By Shaun Hall of the Daily Courier
Marijuana grower Charles Brooks can now make plans to put in his spring crop.
"We can proceed with our season," he said Tuesday, one day after the Oregon Land Use Board of Appeals, or LUBA, issued a stay delaying enforcement of Josephine County's new restrictions on commercial pot farms.
LUBA told the county to hold off until the board decides the legality of the restrictions. The ordinance was slated to go into effect March 6.
Freed to continue operations, Brooks said he'll nurture seedlings in his greenhouse until they're ready for planting outside come June 1. His farm is southwest of Grants Pass.
Brooks is among 45 growers appealing the restrictions to the LUBA. The county in December adopted an ordinance banning commercial operations on lots 5 acres and smaller in rural residential zones, and to restrict the size of operations on larger rural residential lots unless the county grants a variance.
Brooks' property is slightly under 5 acres and in a rural residential zone. His operation possibly could have been shut down if the new rules went into effect as planned.
Because he was the first licensed grower in the state, Brooks felt he might be first on the list for enforcement. He said he was watching the calendar.
"We were checking off the days," he said. "We were at 28 days. What we were assuming: If it can go bad, it'll go bad."
Brooks and other growers are happy with the delay, but they are uncertain of LUBA's ultimate decision on the legality of the county's ordinance containing the restrictions.
"We're certainly glad there was a stay and we certainly don't know what's next," he said.
Like other growers, Brooks is disappointed the county won't allow existing marijuana farms to continue outright.
"Going forward, they could ban anything they want," he said. "They're just trying to do it retroactively."
His sentiments were expressed by others.
Mason Walker of East Fork Cultivars in Takilma said his licensed recreational marijuana operation would be virtually shut down if the ordinance went into effect. His farm, on 9 acres of land zoned rural residential, has a 40,000-square-foot growing area, which would be reduced to 5,000 under the ordinance.
Walker said he joined in the legal action reluctantly. He is a board member of a trade organization called the Craft Cannabis Alliance. It has about 50 members.
"We really wanted to find a collaborative solution" with the county, he said. "We felt neighbors had valid concerns (with farms in general)."
But, he feels the restrictions will harm the "good" growers while not solving the problem of the "bad" ones.
"I think the stay issued by LUBA was a good thing," he said. "It's an opportunity to talk about this again."
Monday's decision by LUBA was procedural and not on the merits of the case. Walker hopes the delay opens a door to discussion.

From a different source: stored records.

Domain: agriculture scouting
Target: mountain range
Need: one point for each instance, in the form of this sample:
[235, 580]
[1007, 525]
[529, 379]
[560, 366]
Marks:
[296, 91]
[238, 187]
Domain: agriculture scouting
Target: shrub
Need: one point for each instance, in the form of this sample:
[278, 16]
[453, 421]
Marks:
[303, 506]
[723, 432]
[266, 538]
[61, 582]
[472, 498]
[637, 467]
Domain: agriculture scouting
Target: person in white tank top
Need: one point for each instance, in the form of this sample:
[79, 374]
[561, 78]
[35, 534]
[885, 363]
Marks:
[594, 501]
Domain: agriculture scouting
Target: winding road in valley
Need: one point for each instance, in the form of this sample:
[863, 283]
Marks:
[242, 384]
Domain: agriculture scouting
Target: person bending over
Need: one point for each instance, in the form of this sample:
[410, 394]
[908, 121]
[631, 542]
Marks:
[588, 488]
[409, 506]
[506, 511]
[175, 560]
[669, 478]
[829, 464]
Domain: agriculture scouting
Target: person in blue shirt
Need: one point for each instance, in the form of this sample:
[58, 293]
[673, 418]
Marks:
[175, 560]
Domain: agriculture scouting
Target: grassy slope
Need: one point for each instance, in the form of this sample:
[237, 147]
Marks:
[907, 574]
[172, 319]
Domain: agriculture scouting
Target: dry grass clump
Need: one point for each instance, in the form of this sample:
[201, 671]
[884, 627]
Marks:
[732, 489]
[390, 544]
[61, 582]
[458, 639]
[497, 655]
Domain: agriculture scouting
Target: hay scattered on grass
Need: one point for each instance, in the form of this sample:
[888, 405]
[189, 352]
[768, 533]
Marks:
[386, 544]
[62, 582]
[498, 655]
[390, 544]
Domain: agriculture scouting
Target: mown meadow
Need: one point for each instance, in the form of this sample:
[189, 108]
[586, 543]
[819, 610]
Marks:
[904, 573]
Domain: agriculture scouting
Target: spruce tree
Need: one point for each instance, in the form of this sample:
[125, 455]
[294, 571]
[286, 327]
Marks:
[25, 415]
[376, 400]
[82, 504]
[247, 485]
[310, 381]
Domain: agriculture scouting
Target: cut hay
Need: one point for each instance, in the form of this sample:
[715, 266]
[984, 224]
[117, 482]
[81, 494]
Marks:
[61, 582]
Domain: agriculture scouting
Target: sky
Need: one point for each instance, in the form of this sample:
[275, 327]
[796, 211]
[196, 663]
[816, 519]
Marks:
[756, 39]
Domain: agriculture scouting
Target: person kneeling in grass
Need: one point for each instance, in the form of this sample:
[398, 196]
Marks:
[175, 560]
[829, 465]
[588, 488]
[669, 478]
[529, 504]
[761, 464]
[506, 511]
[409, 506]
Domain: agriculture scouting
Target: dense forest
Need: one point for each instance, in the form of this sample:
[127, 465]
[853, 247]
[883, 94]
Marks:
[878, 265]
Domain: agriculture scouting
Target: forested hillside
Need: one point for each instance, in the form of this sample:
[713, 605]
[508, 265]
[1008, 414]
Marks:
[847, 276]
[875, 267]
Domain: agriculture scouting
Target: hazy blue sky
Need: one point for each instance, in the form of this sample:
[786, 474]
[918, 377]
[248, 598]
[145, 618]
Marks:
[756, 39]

"My only fear is, because it's gone this route, because we sent it to LUBA, it may drive people to anger. My fear is it may lead to more division."
Pete Gendron of the Oregon SunGrowers Guild, another trade association, said it's yet to be decided how LUBA ultimately will rule.
"I think people might be slightly overreacting," he said. "The stay isn't entirely uncommon when it's a controversial decision."
Gendron feels that LUBA will act on the merits of the case as soon as possible.
"LUBA is taking this issue seriously and we appreciate that," he said. "This is wait and see. I'm not sure which case is stronger."
The appeal is being led by Portland attorney Ross Day. The growers' group is called Farming & Agricultural Rights Management Society, or F.A.R.M.S., a nonprofit property rights land-use organization.
Commissioners approved the measure after receiving neighbor complaints and concerns about nearby marijuana farms. Earlier in the year, voters agreed by a margin of 64 percent to 36 percent that they didn't want commercial marijuana operations in rural residential zones.
Now that the stay is in place, Day said he intends to file paperwork this week formally detailing his group's reasons for its appeal. The county then would have an opportunity to respond. LUBA could uphold the ordinance, reverse it or send it back to the county for retooling.
"The county commissioners passed an ordinance with the intent of taking away my clients' property rights," Day said, in an emailed statement.
Commissioner Dan DeYoung said he wasn't discouraged "one little bit" by Monday's procedural ruling.
"I just have to sit back and see what LUBA does," he said. "That's just going to have to run its course. This is a long, drawn-out thing.
"I don't hold it against people," he continued. "We didn't lose. They didn't win. I think the people who are going to lose is the citizens of Josephine County. They want something done."
In a related matter, F.A.R.M.S. is holding a membership meeting at 6 p.m. this evening at the former Elks building at 207 S.W. K St. in Grants Pass. The agenda includes the ordinance and proposed new marijuana taxes to fund local law enforcement.